Funnelback 7.0.0 release notes

Released: 26th September, 2007

Upgrade issues

  • Previous versions of Funnelback enforced the creation of a search user - This user may now be selected during the installation.

  • Funnelback’s installation no longer attempts to configure local web servers (Apache and IIS) to serve Funnelback. An embedded web server is installed, and instructions for configuring Apache and IIS are included in the Funnelback installing and upgrading guide.

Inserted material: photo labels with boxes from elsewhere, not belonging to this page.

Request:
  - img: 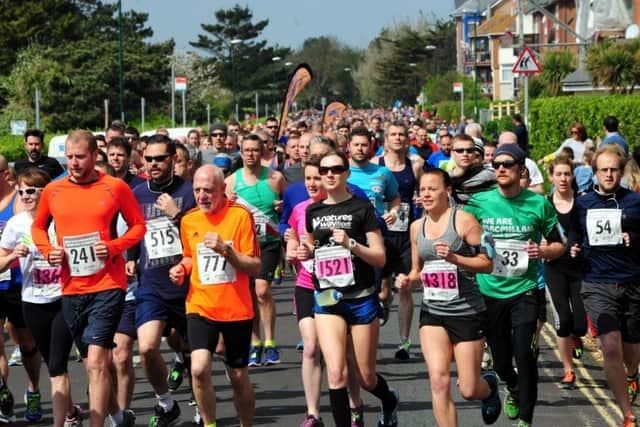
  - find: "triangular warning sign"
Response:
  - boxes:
[512,46,542,74]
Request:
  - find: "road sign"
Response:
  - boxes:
[175,77,187,92]
[512,46,542,74]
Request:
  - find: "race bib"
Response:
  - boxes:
[144,216,182,260]
[32,259,61,298]
[196,242,236,285]
[587,209,622,246]
[420,260,460,301]
[62,231,104,277]
[491,239,529,277]
[253,213,269,243]
[388,203,411,233]
[314,246,355,289]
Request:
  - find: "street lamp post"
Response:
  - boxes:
[118,0,124,123]
[271,56,282,117]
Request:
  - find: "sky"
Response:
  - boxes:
[122,0,453,54]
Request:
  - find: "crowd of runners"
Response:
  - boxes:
[0,110,640,427]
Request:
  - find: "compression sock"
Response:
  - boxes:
[329,387,351,427]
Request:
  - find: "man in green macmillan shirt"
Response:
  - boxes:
[464,144,564,427]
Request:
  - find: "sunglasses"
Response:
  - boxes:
[318,165,348,176]
[453,148,475,154]
[144,154,171,163]
[492,160,518,170]
[18,187,42,196]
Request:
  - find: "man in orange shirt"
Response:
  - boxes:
[31,130,146,426]
[169,165,261,426]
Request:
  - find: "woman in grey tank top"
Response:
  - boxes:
[396,169,501,426]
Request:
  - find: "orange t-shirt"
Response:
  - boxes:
[180,200,260,322]
[31,173,146,295]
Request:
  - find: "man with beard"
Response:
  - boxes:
[14,129,64,179]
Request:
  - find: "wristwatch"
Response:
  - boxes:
[349,239,358,250]
[220,245,232,259]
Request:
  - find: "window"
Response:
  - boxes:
[500,64,514,83]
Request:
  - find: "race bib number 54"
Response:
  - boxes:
[587,209,622,246]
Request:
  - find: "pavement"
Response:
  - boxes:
[6,280,622,427]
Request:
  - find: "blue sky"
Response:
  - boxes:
[122,0,453,54]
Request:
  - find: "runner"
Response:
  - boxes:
[287,157,327,427]
[571,144,640,427]
[225,134,286,367]
[298,151,399,427]
[348,127,398,324]
[32,130,145,426]
[0,168,82,427]
[464,144,564,427]
[127,135,195,426]
[169,165,260,427]
[544,157,587,389]
[396,168,501,426]
[373,121,424,361]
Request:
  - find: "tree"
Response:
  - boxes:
[586,39,640,94]
[289,36,363,106]
[356,16,455,105]
[189,4,291,117]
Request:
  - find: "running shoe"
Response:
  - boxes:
[247,346,262,368]
[378,388,400,427]
[264,347,280,366]
[149,400,180,427]
[622,412,636,427]
[351,404,364,427]
[560,371,576,390]
[627,372,638,403]
[271,264,282,285]
[571,337,584,359]
[167,360,184,391]
[504,387,520,420]
[300,414,324,427]
[480,343,493,371]
[482,372,502,424]
[9,347,22,366]
[0,384,16,424]
[395,340,411,361]
[64,405,83,427]
[115,409,136,427]
[24,389,42,423]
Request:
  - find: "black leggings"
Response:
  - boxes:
[22,300,73,377]
[544,264,587,338]
[484,289,538,423]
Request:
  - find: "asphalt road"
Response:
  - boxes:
[7,281,622,427]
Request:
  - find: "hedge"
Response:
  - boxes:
[529,95,640,159]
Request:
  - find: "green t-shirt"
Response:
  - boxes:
[464,188,558,299]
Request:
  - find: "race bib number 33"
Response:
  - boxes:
[492,239,529,277]
[62,232,104,277]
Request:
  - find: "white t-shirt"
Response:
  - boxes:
[0,212,61,304]
[524,157,544,187]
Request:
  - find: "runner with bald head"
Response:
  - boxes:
[169,165,260,426]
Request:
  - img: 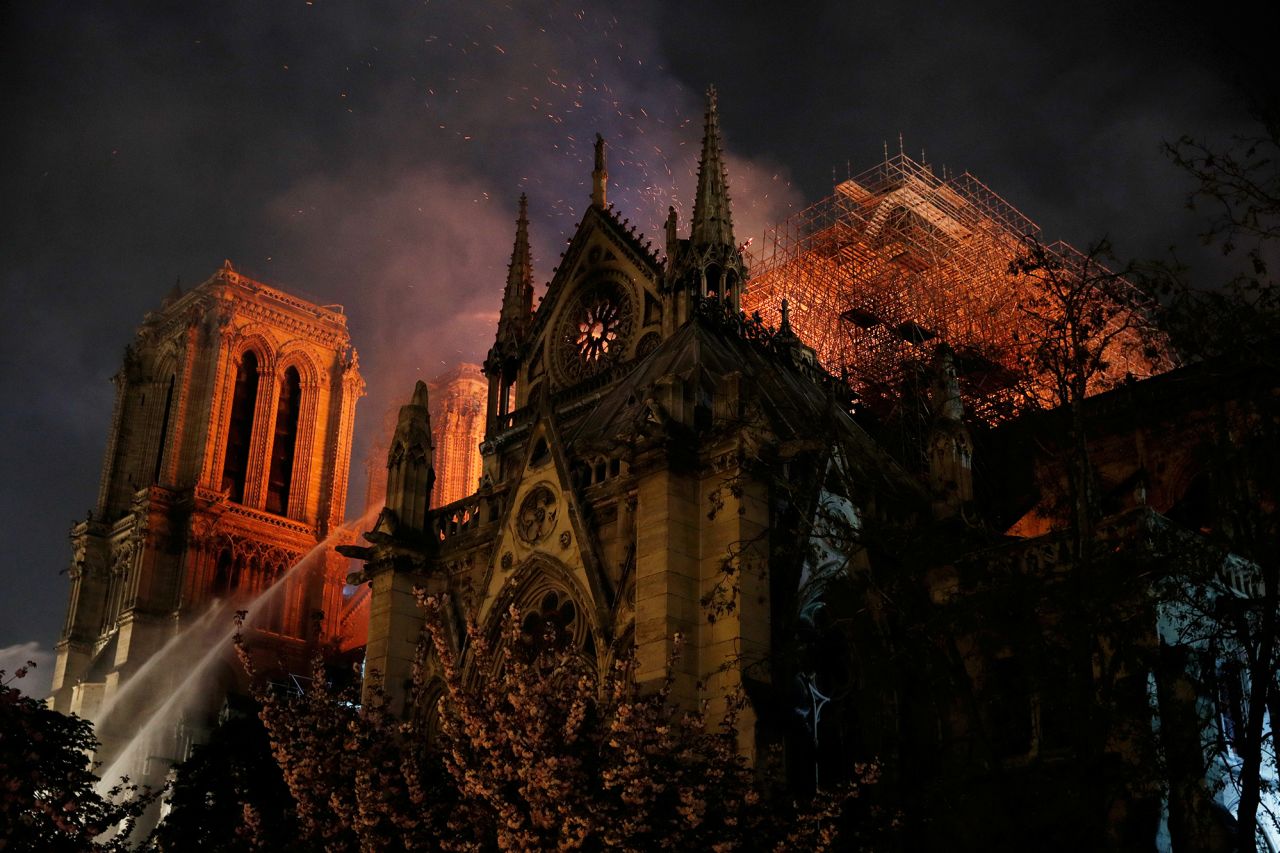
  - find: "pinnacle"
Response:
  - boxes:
[690,86,735,247]
[408,379,428,409]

Key new features and improvements

  • Intuitive graphical installation

  • A bundled web server for easy setup

  • Fluster result clustering

  • Update scheduling interface for Windows

  • Date based reporting

  • Instant updates

  • Word 2007 text extraction

  • Form security options for advanced configurations

  • Improved TRIM support

  • Improved filecopy support

  • Improved document text extraction

  • Improved administration user interface

  • Improved default search interface

New features

  • Anchors.cgi analysis tool

  • Options to control server duplicate detection

  • New files created from the administration dashboard can now be based on a template

  • Webcrawler support for specifying preferred site names

  • Ability to crawl links within HTML comments

  • TRIM live link serving script

  • Use regular expressions to exclude parts of page from indexing

  • Multiple start URLs

  • Support for specifying a cookie to use during a web crawl

  • Integrated crawl data statistics reports

Improvements

  • Meta-collection dictionary checking

  • Integration of search term highlighting with padre thesaurus expansion

  • Quiet mode for xml-splitter.pl

  • Selection of IIS web site to configure for Funnelback

  • The 'clive' parameter used for dynamic meta collections uses collection names

  • Links in file-copy collections can be prefixed to make them valid

  • Better report formatting

  • Protection from padre-fl killing all documents

  • Cache.cgi checks the offline view if the required file is not in the live view

  • Stopped swizzling .vec files

  • Display padre help on STDOUT rather than STDERR

  • Remove window_size and table_size collection.cfg options

  • Add timestamps to url_errors.log file in the Webcrawler

  • Click tracking editable from the administration dashboard

  • Support a search over the local installed Funnelback documentation

  • Change default setting for crawler.check_case_sensitivity to false

  • Update collection automatically after collection creation

  • Check all/uncheck all option for manually building report database

  • Add robots.txt file to prevent crawling of administration dashboard

  • Crawl XML pages by default

  • Avoid overloading server with a lot of virtual hosts

Selected bug fixes

  • Installation fixed on Windows machine with no hostname

  • Null query didn’t respect kill bits

  • Drop in crawler throughput on multi-site collection

  • Max files stored was confusing when restarting from a checkpoint

  • Spell.cgi only checked query

  • Scheduler validation case problem resolved

  • Padre no longer not assumes utf-8 input

  • Spell.cgi’s pos values were incorrect when multiple terms have the same spelling suggestion

  • UTF-8 characters could be mangled in queries

  • Featured pages with '#' weren’t encoded properly

  • File-copy collection, filtering failed when file contains leading spaces.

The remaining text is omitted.